String Theory and Quintessence
Simeon Hellerman, Nemanja Kaloper, Leonard Susskind
TL;DR
The paper argues that string theory, as traditionally formulated with S-matrix-like observables, struggles to describe accelerating universes. It analyzes observables across flat, AdS, and cosmological backgrounds, concluding that future horizons in quintessence-like scenarios obstruct a standard S-matrix description. By examining Q-space with -1<w<-1/3, it shows the resulting causal diamonds and horizons undermining observable, global data, and it derives a no-go result: single-field potentials leading to eternal quintessence cannot asymptotically approach a supersymmetric vacuum with ∂φW=0. The work suggests that preserving a consistent string-theoretic description of our accelerating universe may require novel observables or a revised framework beyond the current S-matrix paradigm.
Abstract
We discuss the obstacles for defining a set of observable quantities analogous to an S-matrix which are needed to formulate string theory in an accelerating universe.
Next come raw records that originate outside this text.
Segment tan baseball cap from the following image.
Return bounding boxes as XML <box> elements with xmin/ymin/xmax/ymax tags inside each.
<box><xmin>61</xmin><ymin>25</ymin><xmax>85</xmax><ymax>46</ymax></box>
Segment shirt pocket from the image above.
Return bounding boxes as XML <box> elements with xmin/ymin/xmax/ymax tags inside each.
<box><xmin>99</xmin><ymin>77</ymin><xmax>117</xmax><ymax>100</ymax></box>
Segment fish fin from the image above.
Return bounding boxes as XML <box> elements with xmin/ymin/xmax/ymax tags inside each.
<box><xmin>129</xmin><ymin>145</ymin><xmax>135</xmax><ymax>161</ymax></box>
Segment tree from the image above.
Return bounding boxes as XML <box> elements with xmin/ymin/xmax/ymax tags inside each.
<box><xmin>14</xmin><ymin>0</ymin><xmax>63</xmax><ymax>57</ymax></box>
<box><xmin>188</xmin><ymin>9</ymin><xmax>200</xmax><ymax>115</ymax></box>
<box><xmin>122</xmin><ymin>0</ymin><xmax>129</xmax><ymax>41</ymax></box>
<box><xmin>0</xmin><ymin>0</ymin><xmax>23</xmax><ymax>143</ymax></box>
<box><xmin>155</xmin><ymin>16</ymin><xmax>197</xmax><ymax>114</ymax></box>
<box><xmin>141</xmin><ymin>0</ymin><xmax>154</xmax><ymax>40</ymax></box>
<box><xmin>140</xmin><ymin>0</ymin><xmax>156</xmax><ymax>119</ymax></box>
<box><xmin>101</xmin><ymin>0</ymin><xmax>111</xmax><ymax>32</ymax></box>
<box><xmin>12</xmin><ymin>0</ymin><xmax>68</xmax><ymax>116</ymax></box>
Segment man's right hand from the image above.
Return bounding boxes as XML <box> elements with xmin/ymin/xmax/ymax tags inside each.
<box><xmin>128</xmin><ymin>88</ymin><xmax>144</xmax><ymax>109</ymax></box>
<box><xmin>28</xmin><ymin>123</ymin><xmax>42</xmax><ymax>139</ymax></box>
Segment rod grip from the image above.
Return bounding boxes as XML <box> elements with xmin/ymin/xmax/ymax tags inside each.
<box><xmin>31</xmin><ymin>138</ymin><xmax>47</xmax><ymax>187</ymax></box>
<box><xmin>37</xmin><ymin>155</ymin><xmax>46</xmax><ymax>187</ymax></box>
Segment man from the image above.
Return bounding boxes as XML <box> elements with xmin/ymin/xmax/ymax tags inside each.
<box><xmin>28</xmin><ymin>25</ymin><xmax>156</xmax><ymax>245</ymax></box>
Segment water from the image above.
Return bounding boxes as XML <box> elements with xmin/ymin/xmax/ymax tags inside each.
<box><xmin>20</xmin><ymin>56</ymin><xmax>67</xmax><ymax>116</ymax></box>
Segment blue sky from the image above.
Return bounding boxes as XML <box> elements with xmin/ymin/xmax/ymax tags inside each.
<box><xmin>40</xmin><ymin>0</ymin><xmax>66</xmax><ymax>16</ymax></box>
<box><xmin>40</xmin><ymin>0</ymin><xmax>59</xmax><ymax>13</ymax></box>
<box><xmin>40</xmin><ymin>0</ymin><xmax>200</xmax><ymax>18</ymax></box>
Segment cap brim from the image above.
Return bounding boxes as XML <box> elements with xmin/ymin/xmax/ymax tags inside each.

We show that the quintessence models with the equations of state $-1 < w <-1/3$ have future horizons and may be no better suited to an S-matrix or S-vector description. We also show that in a class of theories with a stable supersymmetric vacuum, a system cannot relax into a zero-energy supersymmetric vacuum while accelerating if the evolution is dominated by a single scalar field with a stable potential. Thus describing an eternally accelerating universe may be a challenge for string theory as presently defined.